You can find the Chinese version at從IEEE 754 標準來看為什麼浮點誤差是無法避免的

### Introduction

When people first learn to code, they often encounter floating-point errors. If you haven't experienced this yet, you're very lucky!

For example, in Python, 0.1 + 0.2 does not equal 0.3, and 8.7 / 10 does not equal 0.87 but 0.869999… It's really strange.

However, this is not a bug or a flaw in Python. It's the result of how floating-point numbers are calculated, and this happens in other languages like Node.js too.
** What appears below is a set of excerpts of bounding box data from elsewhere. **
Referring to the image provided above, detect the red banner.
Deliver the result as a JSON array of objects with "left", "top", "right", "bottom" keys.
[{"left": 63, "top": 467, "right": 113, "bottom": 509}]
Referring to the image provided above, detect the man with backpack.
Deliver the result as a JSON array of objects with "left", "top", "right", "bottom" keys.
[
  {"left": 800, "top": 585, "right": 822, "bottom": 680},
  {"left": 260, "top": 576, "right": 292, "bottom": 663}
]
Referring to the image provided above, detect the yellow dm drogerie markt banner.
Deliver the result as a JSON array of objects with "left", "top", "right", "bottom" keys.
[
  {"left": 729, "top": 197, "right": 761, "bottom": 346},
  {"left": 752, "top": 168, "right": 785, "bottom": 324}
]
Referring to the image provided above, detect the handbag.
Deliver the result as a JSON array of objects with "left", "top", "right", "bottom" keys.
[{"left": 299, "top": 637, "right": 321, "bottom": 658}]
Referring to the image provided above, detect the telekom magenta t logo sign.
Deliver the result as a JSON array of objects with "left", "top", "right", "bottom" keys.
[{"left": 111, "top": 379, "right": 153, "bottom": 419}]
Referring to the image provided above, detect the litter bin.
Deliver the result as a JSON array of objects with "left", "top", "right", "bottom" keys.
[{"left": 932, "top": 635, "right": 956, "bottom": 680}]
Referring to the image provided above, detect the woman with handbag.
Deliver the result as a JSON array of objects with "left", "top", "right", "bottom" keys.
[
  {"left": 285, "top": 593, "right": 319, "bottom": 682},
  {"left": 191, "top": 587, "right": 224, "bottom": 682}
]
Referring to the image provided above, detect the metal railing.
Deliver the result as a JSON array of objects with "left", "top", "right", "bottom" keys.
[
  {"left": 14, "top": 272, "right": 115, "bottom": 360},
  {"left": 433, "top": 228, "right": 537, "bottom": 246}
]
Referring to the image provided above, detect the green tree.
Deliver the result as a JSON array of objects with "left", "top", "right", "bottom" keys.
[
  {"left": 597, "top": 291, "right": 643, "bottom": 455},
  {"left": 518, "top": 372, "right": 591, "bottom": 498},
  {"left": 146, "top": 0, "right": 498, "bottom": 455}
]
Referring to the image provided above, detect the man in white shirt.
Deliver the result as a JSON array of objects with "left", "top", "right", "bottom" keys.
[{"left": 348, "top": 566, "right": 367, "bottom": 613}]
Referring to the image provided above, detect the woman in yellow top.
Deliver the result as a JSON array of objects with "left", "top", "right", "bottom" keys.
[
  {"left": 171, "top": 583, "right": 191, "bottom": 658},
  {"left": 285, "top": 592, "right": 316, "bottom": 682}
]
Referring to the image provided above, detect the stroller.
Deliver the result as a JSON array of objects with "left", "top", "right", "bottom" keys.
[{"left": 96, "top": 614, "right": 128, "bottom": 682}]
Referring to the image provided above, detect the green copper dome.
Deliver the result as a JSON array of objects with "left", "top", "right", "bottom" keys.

**How Computers Store Integers**

Before discussing floating-point errors, let's look at how computers represent integers using binary (0s and 1s). For instance, `101`

in binary represents 2² + 2⁰ = 5, and `1010`

represents 2³ + 2¹ = 10.

A 32-bit unsigned integer can hold 32 bits, so the smallest value is `0000...0000`

(0), and the largest is `1111...1111`

, which is 2³¹ + 2³⁰ + … + 2¹ + 2⁰ = 4294967295.

Each bit can be either 0 or 1, giving 2³² possible values. This means any value between 0 and 2³²-1 can be represented without error.

**How about Floating-Point Numbers**

While there are many integers between 0 and 2³²-1, their number is limited to 2³². Floating-point numbers are different. In the range of 1 to 10, there are only ten integers but an infinite number of floating-point numbers like 5.1, 5.11, 5.111, etc.

Since a 32-bit space has only 2³² possibilities, fitting all floating-point numbers into this space requires a standard representation, which is where IEEE 754 comes in.

**IEEE 754 Standard**

IEEE 754 defines how to represent single (32-bit), double (64-bit), and special values (infinity, NaN) for floating-point numbers.

### Normalization

For example, to convert `8.5`

to IEEE 754 format, you normalize it by breaking it into `8 + 0.5`

, which is `2³ + 1/2¹`

. In binary, this is `1000.1`

, or `1.0001 x 2³`

, similar to scientific notation in base 10.

**Single Precision Floating-Point**

In IEEE 754, a 32-bit floating-point number has three parts: sign, exponent, and fraction, adding up to 32 bits.

**Sign**: The leftmost bit indicates the sign (0 for positive, 1 for negative).**Exponent**: The next 8 bits represent the exponent in a biased format (value + 127).**Fraction**: The last 23 bits represent the fractional part (after the decimal point).

For example, 8.5 in 32-bit format is represented as:

**When is it Inaccurate?**

The example of 8.5 can be precisely represented as 2³ + 1/2¹ because both 8 and 0.5 are powers of 2, without precision loss.

However, for 8.9, which cannot be exactly represented as a sum of powers of 2, it must be approximated, resulting in small errors. You can explore these errors using the IEEE-754 Floating Point Converter.

**Double Precision Floating-Point**

To reduce errors, IEEE 754 also defines a 64-bit representation, doubling the size of the fraction part from 23 to 52 bits, thereby increasing precision.

For instance, while 8.9 still can't be perfectly represented, the error is much smaller in 64-bit format compared to 32-bit.

In Python, 1.0 and 0.999...999 are considered equal, as are 123 and 122.999...999, because their difference is too small to be represented in the fraction part.

**Solutions**

Since floating-point errors are unavoidable, here are two common ways to handle them:

**Set a Maximum Allowable Error (epsilon)**

Some languages provide an epsilon value to determine if a result is within an acceptable error range. In Python, epsilon is about 2.2e-16.

You can rewrite `0.1 + 0.2 == 0.3`

as `abs(0.1 + 0.2 - 0.3) <= epsilon`

to avoid errors in calculations.

### Use Decimal Calculations

To avoid conversion errors between decimal and binary, use decimal calculations directly. Python's `decimal`

module can handle this, performing exact decimal arithmetic.

While using decimal arithmetic eliminates floating-point errors, it is slower because it simulates decimal operations on the CPU, which natively uses binary.

## Conclusion

Floating-point errors are unavoidable, but understanding IEEE 754 can help you manage them. Knowing the format's details can be interesting and useful, allowing you to explain why these errors occur confidently.